The Jakarta Post
Tourists spend time at the Tegallalang tourist destination in Gianyar, Bali, on Oct. 28. (Antara/Fikri Yusuf)
The year-end holiday is just around the corner. Those planning to travel may need to take several measures to avoid contracting COVID-19.
Ivan Adrian, a medical doctor-cum-entrepreneur, recommended that travelers make online transactions during their trip.
“We usually touch various items, such as ATM [machines] and cash, during our vacation. Make digital transactions [whenever] possible,” he said during a virtual event hosted by the National Disaster Mitigation Agency (BNPB) on Tuesday.
That being said, Ivan suggested that travelers book a hotel or tickets online.
In addition to using digital transactions, Ivan also reminded travelers to implement the “3M” health protocols, which cover mask-wearing, hand-washing and social distancing.
He emphasized that the risk of contracting the coronavirus in tourist attractions would increase if people did not strictly implement these health protocols.
Ivan pointed out that people who were asymptomatic might unknowingly transmit the disease.
“Asymptomatic cases are dangerous as they might not realize that they have been infected,” he said. “They may walk around without a face mask and their droplets would fall on surfaces while they’re talking.”
Amid the surge of COVID-19 cases, tourism stakeholders, such as Bali-based bike and scooter rental Bananaz.co CEO Rizky Diansyah and TX Travel managing director Anton Thedy, have made several adjustments to protect their clients from the novel coronavirus.
Rizky said all the scooters supplied by Bananaz.co were disinfected and cleaned thoroughly before being delivered to customers.
“We also give free face masks to customers,” he said.
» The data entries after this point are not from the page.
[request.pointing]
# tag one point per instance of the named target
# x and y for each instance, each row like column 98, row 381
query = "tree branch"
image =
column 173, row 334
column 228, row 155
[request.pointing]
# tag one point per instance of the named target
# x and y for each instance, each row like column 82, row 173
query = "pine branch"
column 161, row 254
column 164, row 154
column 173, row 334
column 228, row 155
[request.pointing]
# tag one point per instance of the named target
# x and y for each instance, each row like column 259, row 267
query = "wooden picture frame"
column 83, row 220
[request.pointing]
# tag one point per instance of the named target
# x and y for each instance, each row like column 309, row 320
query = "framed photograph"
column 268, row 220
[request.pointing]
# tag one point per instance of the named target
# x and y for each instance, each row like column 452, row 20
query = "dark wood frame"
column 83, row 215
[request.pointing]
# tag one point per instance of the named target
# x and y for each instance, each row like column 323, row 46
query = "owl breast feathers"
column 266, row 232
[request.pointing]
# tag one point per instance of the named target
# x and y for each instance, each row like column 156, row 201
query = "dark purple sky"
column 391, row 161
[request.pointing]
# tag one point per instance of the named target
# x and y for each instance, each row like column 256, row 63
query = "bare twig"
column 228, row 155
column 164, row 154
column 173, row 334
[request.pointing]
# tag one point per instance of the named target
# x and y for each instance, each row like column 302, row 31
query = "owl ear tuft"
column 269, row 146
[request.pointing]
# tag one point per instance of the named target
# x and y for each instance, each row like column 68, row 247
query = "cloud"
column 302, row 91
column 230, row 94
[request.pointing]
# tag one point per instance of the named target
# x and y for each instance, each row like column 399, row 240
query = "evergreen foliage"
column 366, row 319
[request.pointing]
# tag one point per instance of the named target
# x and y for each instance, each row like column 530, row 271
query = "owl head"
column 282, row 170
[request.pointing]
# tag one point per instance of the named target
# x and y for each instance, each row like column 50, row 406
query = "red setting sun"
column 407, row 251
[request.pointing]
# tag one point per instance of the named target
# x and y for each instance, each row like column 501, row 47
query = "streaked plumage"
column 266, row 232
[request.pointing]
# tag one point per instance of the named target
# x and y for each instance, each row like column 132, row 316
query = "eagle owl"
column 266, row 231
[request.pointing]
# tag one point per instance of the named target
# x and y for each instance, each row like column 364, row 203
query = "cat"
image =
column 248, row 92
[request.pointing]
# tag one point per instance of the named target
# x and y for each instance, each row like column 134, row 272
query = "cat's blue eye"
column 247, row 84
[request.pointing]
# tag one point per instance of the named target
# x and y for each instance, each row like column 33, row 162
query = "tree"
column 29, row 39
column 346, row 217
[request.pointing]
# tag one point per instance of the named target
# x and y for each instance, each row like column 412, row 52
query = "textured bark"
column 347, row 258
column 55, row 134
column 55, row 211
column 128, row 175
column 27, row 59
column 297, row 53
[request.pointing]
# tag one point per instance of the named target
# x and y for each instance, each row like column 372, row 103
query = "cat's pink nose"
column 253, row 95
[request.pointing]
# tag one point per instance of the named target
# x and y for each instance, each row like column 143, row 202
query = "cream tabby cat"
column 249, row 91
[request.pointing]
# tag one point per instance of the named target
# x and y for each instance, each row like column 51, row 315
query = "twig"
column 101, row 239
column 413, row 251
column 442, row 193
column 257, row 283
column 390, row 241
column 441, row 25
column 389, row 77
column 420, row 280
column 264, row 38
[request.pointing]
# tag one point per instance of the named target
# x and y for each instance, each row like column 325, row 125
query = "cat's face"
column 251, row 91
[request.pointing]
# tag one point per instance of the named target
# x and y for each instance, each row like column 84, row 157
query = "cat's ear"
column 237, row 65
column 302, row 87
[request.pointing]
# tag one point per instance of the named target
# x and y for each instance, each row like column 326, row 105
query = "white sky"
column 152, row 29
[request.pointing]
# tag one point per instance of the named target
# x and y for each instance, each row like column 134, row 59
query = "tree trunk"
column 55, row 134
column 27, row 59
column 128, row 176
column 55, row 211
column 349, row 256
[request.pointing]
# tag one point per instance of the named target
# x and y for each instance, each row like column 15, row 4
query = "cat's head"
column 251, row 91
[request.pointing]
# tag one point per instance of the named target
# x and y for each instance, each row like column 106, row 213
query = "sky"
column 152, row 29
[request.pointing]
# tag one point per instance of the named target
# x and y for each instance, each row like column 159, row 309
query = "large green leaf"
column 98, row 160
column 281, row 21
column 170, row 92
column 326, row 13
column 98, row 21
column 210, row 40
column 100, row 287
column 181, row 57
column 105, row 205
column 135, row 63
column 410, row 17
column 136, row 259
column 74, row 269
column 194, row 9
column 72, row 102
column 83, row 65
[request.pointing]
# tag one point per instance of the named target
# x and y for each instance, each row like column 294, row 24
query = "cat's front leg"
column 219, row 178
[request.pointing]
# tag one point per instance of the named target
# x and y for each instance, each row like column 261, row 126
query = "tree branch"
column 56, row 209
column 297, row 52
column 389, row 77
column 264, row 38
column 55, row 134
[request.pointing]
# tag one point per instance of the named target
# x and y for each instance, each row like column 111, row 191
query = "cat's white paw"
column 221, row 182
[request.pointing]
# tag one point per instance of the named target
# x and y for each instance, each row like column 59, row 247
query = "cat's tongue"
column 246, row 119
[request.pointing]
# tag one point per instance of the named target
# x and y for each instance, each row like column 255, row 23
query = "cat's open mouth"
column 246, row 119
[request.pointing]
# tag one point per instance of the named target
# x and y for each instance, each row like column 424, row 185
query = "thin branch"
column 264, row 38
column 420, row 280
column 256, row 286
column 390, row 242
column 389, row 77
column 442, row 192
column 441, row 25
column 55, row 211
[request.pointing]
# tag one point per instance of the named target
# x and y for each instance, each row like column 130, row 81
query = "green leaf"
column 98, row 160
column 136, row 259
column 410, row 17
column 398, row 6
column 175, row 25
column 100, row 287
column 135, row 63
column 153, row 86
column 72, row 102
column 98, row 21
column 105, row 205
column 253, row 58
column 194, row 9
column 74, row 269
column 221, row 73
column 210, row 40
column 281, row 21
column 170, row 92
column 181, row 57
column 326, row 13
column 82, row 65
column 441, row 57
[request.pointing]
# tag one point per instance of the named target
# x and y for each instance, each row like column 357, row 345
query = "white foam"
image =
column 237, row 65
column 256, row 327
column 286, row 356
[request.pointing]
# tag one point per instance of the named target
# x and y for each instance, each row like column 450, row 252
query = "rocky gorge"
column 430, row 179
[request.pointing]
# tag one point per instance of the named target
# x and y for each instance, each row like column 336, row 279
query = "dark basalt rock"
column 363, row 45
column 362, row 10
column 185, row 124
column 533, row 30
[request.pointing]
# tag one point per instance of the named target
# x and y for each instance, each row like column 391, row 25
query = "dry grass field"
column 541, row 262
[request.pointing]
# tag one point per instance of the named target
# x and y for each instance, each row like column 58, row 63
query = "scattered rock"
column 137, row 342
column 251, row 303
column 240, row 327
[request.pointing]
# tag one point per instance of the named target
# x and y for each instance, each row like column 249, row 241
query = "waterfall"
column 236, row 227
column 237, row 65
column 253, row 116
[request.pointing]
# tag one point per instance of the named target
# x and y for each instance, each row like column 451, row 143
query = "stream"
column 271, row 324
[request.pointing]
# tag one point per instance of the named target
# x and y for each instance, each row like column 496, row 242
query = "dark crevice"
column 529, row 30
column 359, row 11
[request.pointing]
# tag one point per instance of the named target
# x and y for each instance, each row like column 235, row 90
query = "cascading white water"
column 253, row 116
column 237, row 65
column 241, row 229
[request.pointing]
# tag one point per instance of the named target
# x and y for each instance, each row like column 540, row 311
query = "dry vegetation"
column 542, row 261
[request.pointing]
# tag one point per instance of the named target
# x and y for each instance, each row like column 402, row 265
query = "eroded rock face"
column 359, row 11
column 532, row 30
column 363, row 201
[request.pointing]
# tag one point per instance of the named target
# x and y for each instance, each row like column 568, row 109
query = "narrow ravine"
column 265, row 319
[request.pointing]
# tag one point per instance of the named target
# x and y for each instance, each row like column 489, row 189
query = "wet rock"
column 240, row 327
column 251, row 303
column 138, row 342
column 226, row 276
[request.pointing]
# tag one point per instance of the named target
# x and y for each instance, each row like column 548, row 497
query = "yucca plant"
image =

Meanwhile, Anton said TX Travel had stopped offering group tour packages and replaced them with road trips.
“We no longer gather people from different groups in one trip. Instead, each group will ride a private car,” he explained, adding that the company was now bringing clients to quiet tourist attractions to avoid large crowds.
Amid a surge in COVID-19 cases, a survey by online booking service PegiPegi found that 75 percent of Indonesians planned to travel during the year-end holiday.
Polling 1,490 people and conducted from Nov. 9 to 16, the survey found that 45 percent of respondents planned to drive to other cities during the year-end holiday, while 30 percent planned to travel by plane and 11 percent planned to take a staycation in their respective cities of residence.
In an attempt to avoid an increase in COVID-19 cases caused by long holidays, the government has decided to reduce the number of collective leave days for Christmas and New Year celebrations, including a substitute for a canceled day off during Idul Fitri.
In the new arrangements, the country will enjoy a total of eight days off, namely from Dec. 24 to 27 for Christmas, Dec. 31 to substitute for the canceled Idul Fitri leave day, as well as from Jan 1 to 3 for New Year.
The arrangement for the upcoming holidays coincides with two weekends, meaning that the public will have two long weekends in a row in late December and early January. Previously, there were 11 days of leave in the year-end national holidays. (jes)
Editor’s note: This article is part of a public campaign by the COVID-19 task force to raise people’s awareness about the pandemic.